Wednesday, October 1, 2008, 8:35 AM

Political GPS: Welcome to the World of Tomorrow – And We Don’t Mean A Tourist Spot in Orlando

As we write this week’s Political GPS, Congress is considering the massive financial bail-out plan known as the Emergency Economic Stabilization Act. Whatever form of that bill passes, we are likely to leave the days of deregulation behind, and enter a new, more regulated world of tomorrow. In that brave new world, decisions made here in Washington – by Congress and the new Administration – will have an even greater impact on businesses in America and elsewhere.

A robust government relations program is more essential than ever to business success. Keep in mind, however, that as a result of last year’s lobbying reform legislation, the government relations world has also been through a regulatory sea change, with new reporting requirements, random audits, and stepped-up penalties. Additionally, the increased oversight and transparency can lead to damaging news stories and harm to business reputation. Political GPS will follow these developments and keep you up to date as the world changes around us.

Millionaire’s Amendment Reprieve – Finders Keepers

In the August 1 Political GPS, we reported that the FEC will no longer enforce the so-called Millionaire’s Amendment, a provision of the McCain-Feingold law. This change stems from the Supreme Court’s June 26 decision in Davis v. FEC that found certain parts of the Amendment unconstitutional. Last week, the FEC took the next logical step and announced that it will not require candidates who received increased contributions in accordance with the Millionaire’s provision to return those funds, so long as the funds are spent in a proper manner. Similarly, the Commission said that political parties that have made increased coordinated expenditures consistent with the Millionaire’s provision will not have to take any remedial steps.

Plan Early When Funding Travel for Members

As a result of last year’s lobbying and ethics reform legislation, there are fewer circumstances in which a Member of Congress can have travel paid for by a private source, and pre-approval is required for such payments. The House Committee on Standards of Official Conduct (more commonly known as the House ethics committee), last week told House Members that such requests must be submitted to the committee at least 14 days in advance of the travel. Previously, the committee had required requests to be submitted 30 days before the travel, but Members were having trouble meeting that deadline.

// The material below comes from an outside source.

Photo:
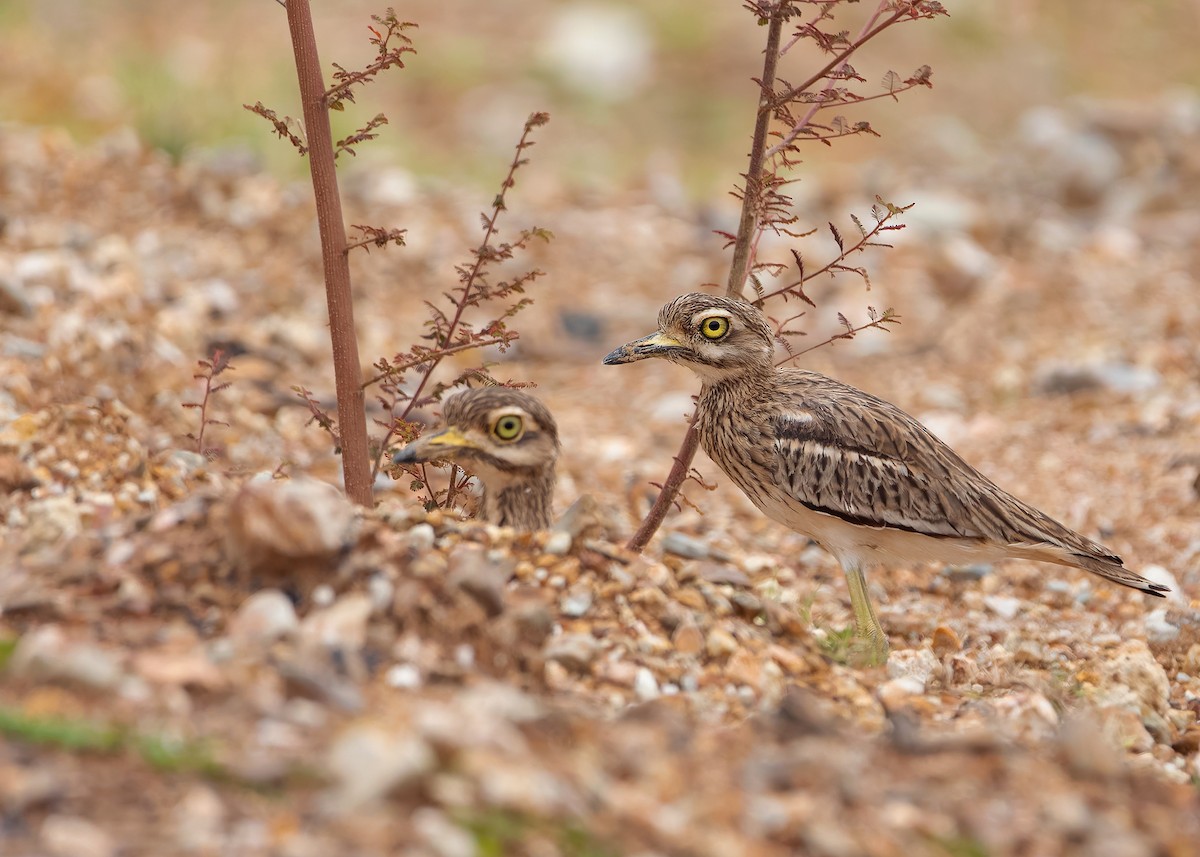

This makes the travel approval process marginally easier for Members and event sponsors. But while the approval period has been shortened, the House ethics committee says that the deadline will no longer be waived for emergencies. Organizations seeking to pay for officially-connected Member travel would be wise to provide Members with all necessary information, including documentation and sponsor certifications, well in advance of the date of travel.

New Jersey Governor Plugs “Pay-to-Play” Loopholes

On September 24, 2008, New Jersey Governor Jon S. Corzine signed a series of Executive Orders designed to close loopholes in a state law banning large political contributions from companies doing business with the State. The Governor’s orders were effective immediately and do the following:

  • Ban large campaign contributions to municipal party committees and legislative leadership committees. The ban previously applied only to a contractor’s contributions to candidates, and state and county party committees.
  • Ban large campaign contributions by “redevelopment” contractors, and lawyers or lobbyists who make contributions at their request.
  • Close the loophole that allowed lawyers, engineers, and architects to make campaign contributions without risking lucrative state contracts. The Executive Order extends the contribution ban to partners of professional service firms regardless of their percentage of ownership. The ban previously applied only to individuals with at least a 10% equity interest in the firm.

New Jersey’s “pay-to-play” law is one of the strictest laws of its kind in the country. It prohibits businesses with government contracts in excess of $17,500 from contributing amounts to covered officials or committees in excess of $300. In addition, businesses that receive over $50,000 in a calendar year through state or local contracts must file an annual disclosure report with the New Jersey Election Law Enforcement Commission, listing political contributions during the prior calendar year.